# Bandwidthd totally different than SolusVM?



## coreyman (Apr 17, 2014)

I don't remember who but someone told me about bandwidthd and said it would be great for monitoring traffic. Several people have told me 'solusvm is inaccurate'. So I installed bandwidthd and I've been running it for a while. Today I decided to look at the numbers and compare top traffic with solusvm.

First thing I noticed about bandwidthd, there are 4 index files all dated differently but _they all have the same data_.

I decided to use the 4th index file dated Apr 17th. I looked at top 20 for this month and found them in solusvm. Some people transferred less than what it says in bandwidthd in solusvm, but some people transferred WAY more (over 250GB of traffic unaccounted for in bandwidthd)....

Has anyone else here used bandwidthd and can shed some light on this situation?


----------



## SkylarM (Apr 17, 2014)

Bits vs Bytes perhaps? Are you sure both solus and bandwidthd are tracking in the same format?


----------



## WebSearchingPro (Apr 17, 2014)

coreyman said:


> First thing I noticed about bandwidthd, there are 4 index files all dated differently but _they all have the same data_.

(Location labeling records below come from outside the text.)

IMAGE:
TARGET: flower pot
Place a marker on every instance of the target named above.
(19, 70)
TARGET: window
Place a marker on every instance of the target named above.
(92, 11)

One is 2 day one is 8 day one is 40 day and the last is 400 days. Since I assume you just set it up, you would see the same data in those files.


----------



## KuJoe (Apr 17, 2014)

We've always found SolusVM bandwidth tracking to be inaccurate. We started using our own bandwidth tracking software early last year so we had something accurate to show our clients when they opened a ticket complaining about the bandwidth total not equaling what their monitor showed. Oddly enough our new control panel uses the same method SolusVM uses (a different method than our bandwidth tracking software) and the bandwidth usage actually matches up between both of our software. I'm not sure what SolusVM is doing differently since I can't see their code but it doesn't make sense why they would be so different.


----------



## coreyman (Apr 17, 2014)

KuJoe said:


> We've always found SolusVM bandwidth tracking to be inaccurate. We started using our own bandwidth tracking software early last year so we had something accurate to show our clients when they opened a ticket complaining about the bandwidth total not equaling what their monitor showed. Oddly enough our new control panel uses the same method SolusVM uses (a different method than our bandwidth tracking software) and the bandwidth usage actually matches up between both of our software. I'm not sure what SolusVM is doing differently since I can't see their code but it doesn't make sense why they would be so different.


You're right it doesn't make any sense whatsoever so I'm pretty confused.


----------



## Damian (Apr 18, 2014)

What methods are you guys using? The way i've done it is to use an iptables chain as a counter, then clear it every time I read from it.


----------



## Francisco (Apr 18, 2014)

Damian said:


> What methods are you guys using? The way i've done it is to use an iptables chain as a counter, then clear it every time I read from it.


This should work fine.

Solus always had derpy accounting back when we used it. A VPS flooding in/out would cause their counters

to roll over and the flood wouldn't get counted against the customer.

There's been MANY stories of bw accounting failing in Solus and hosts getting dicked for 10's of TB's in overages that should've never happened.

Francisco


----------



## KuJoe (Apr 18, 2014)

We use 2 methods but only the iptables counting matters when it comes to client's VPS accounting.


----------